For INDE.Awards 2019 The Studio winner Produce, design is inseparable from fabrication. It is not a studio built on an established category, rather it runs and thrives on the pursuit of discovery.
October 24th, 2019
“The original meaning of the word ‘architect’ was ‘master builder’. But today, we rely heavily on fabricators and engineers to resolve and translate that vision to reality. That wasn’t ideal for me,” says Singaporean architect Pan Yi Cheng. “That’s not how I was trained either,” he adds.
Trained at Architectural Association’s School of Architecture, Pan is the Founder and Creative Director of Produce, the winner of INDE.Awards 2019’s The Design Studio award. The category honours the practice that thinks forward, creates voraciously and changes perceptions in architecture, design or both.
He graduated from the school in 2006 and spent four years working at TP Bennett in London and UNStudio in Amsterdam before coming home to Singapore. It was during this first few years of returning and working in Singapore that he experienced the disjunction between designers and fabricators.
“Your design can only be as complex as the fabricator’s ability to translate it into production,” Pan shares. He calls this a broken telephone workflow, where at best the finished product is a shadow of the original design intent and at worst, phased out because of the production cost.
The price of getting things made locally in Singapore was exorbitant. “I went to London to search for fabricators and found out that their price was almost half of that in Singapore. That struck me,” he recalls, “I realised that because of the presence of multiple workshops, fabricators, prototypers, there is a healthy competition that would drive the prices down.”
Pan established Produce in 2013 with five friends – two designers and three investors – and a three-axis CNC machine in Eunos, an industrial estate in Singapore populated by suppliers and fabricators. At that time, Produce was the only design company that owns its own prototyping workshop in the city-state.
Produce is all about the integration of designing and making, and the pursuit of discovery. And Pan pretty much modelled the company after design school environment.
“Almost every university with a design programme has a workshop. Whether the curriculum requires the student to use them is a different matter, but it gives access to facilities where we could prototype, experiment, learn from those processes and then build them into your design process, which is what we do at Produce,” he explains.
By doing this, Produce has shifted a substantial portion of the design process to the front, which minimises surprises at the later stages of production that often resulted in delays and abortive works, reduce cost and manhours, and opens up possibilities for new construction methods.
Produce also has better control of material conservation and insight on how things will pan out onsite, streamlining not only the production process but also the fabrication and installation processes.
This was apparent in the studio’s seminal project, the Herman Miller Showroom at Xtra Park Mall, which was constructed from 4,000 parts.
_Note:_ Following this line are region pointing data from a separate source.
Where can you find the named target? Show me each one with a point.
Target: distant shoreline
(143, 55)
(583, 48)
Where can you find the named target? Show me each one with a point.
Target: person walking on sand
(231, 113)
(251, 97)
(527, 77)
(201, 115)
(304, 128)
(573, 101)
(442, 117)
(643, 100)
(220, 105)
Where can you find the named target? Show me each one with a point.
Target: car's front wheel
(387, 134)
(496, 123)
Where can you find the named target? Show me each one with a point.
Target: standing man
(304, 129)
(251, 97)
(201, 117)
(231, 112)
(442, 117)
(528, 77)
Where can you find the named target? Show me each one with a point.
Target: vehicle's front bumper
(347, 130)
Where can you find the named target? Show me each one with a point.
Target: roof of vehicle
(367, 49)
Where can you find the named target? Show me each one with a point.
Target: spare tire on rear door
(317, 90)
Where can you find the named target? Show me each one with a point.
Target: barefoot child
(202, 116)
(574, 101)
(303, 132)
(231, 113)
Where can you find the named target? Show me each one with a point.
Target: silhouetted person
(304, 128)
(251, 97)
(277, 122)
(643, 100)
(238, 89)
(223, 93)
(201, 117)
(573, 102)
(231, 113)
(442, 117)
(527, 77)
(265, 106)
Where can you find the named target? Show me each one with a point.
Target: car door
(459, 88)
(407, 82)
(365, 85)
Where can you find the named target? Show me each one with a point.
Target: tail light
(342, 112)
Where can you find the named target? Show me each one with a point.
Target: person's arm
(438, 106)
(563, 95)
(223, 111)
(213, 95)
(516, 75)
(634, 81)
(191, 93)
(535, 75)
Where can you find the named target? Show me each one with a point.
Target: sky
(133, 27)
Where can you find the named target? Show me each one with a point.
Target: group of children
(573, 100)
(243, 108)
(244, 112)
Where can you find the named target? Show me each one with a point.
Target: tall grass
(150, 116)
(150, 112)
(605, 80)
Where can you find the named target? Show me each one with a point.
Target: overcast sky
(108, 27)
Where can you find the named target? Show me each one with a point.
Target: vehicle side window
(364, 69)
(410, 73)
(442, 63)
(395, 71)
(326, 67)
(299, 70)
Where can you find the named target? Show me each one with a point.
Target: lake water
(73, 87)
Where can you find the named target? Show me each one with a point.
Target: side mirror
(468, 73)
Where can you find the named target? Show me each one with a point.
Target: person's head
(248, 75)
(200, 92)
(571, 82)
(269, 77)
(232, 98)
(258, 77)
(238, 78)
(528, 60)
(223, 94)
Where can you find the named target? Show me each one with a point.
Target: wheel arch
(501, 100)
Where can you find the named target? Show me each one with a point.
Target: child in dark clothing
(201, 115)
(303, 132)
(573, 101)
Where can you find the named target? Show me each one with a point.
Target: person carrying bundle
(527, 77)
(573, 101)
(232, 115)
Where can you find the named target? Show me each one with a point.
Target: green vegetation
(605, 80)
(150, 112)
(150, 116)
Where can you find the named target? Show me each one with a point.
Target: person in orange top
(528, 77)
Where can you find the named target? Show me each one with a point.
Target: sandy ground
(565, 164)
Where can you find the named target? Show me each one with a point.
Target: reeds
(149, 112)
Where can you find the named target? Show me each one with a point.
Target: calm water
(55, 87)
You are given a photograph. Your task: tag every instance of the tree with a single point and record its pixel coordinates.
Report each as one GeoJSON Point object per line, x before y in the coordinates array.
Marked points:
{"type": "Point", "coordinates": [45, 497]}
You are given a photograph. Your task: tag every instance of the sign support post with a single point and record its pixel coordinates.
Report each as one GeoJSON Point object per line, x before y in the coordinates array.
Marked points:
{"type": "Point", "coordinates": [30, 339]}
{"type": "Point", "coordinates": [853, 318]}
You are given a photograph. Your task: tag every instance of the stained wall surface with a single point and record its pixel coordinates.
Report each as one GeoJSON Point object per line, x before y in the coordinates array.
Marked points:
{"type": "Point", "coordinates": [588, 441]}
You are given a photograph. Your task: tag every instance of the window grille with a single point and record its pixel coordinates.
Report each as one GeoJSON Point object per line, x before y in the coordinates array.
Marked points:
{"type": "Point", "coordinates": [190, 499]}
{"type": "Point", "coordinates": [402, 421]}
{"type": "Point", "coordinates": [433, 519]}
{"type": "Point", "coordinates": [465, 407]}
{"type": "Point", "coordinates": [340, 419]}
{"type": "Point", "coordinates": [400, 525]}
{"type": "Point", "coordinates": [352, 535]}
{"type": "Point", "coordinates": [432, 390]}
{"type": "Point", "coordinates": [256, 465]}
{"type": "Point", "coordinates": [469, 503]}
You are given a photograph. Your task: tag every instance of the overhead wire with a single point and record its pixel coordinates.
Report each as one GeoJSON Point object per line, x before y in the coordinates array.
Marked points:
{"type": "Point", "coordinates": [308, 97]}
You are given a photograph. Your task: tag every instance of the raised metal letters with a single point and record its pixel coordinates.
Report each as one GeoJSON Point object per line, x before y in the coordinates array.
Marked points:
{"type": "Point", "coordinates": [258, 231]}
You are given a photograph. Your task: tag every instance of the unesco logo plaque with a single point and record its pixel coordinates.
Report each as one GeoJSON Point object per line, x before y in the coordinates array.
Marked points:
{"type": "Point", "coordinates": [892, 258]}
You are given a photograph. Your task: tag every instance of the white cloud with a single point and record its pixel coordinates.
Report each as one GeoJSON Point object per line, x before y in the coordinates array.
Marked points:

The project set the tone for Produce’s future projects.
In 2016, the Eunos estate was zoned as a residential area, and Produce was asked to move. “That was a good time to reflect on what we had and how to move forward,” says Pan. Finding a place near the city centre would have been ideal, but impossible because of the premium rent.
Produce considered splitting the studio and the workshop to sustain it. Then one of its longtime collaborators, the material company Panelogue, came to the rescue. Together Produce and Panelogue established a digital fabrication workshop called Superstructure.
Today, Produce, Superstructure and Pan’s newly established architecture practice Type 0 architecture inhabit the same facility at Sungei Kadut Industrial Estate and work synergistically as a collective. Superstructure and the machines occupy one area while Produce’s work area loosely merges with Type 0’s on another.
“How we work is tutorial-based,” shared Pan. He would give one-on-one consultation and gather people for brainstorming and let them disperse to work on the project. The Produce team try to have a very technical approach whenever they can, and building physical models of the building is still a must.
Produce’s list of accolades has also grown. Its second iteration for Xtra’s Herman Miller shop-in-shop at Marina Square, titled Fabricwood, won the title of World Interior of the Year at INSIDE World Festival of Interiors 2017. Inspired by Eames’ moulded plywood chairs, Produce designed a lightweight plywood envelope that casually arches over the eight-metre span of Xtra’s Marina Square showroom.
The next move for Produce is to create more thread between the services and products the studio can produce. There was a discussion about opening the collective’s workshop and giving lessons to the members of the public, as well as packaging the systems the studio has built into commercial, b2b products. But for now, the team is happy to have a steady flow of good projects to fuel its R&D.
With its voracious creativity and steady pursuit of discovery, it is no wonder that Produce is not only INDE.Awards 2019’s The Studio winner, it is also the Best of the Best winner this year.
Receiving The Design Studio Awards at the INDEs 2019 Gala in Melbourne were Produce team members Daniel Chia and Teo Xiao Wei. The award was presented by INDE.Awards The Studio Partner Herman Miller by Liam Nicholls, Market Manager at Herman Miller Australia.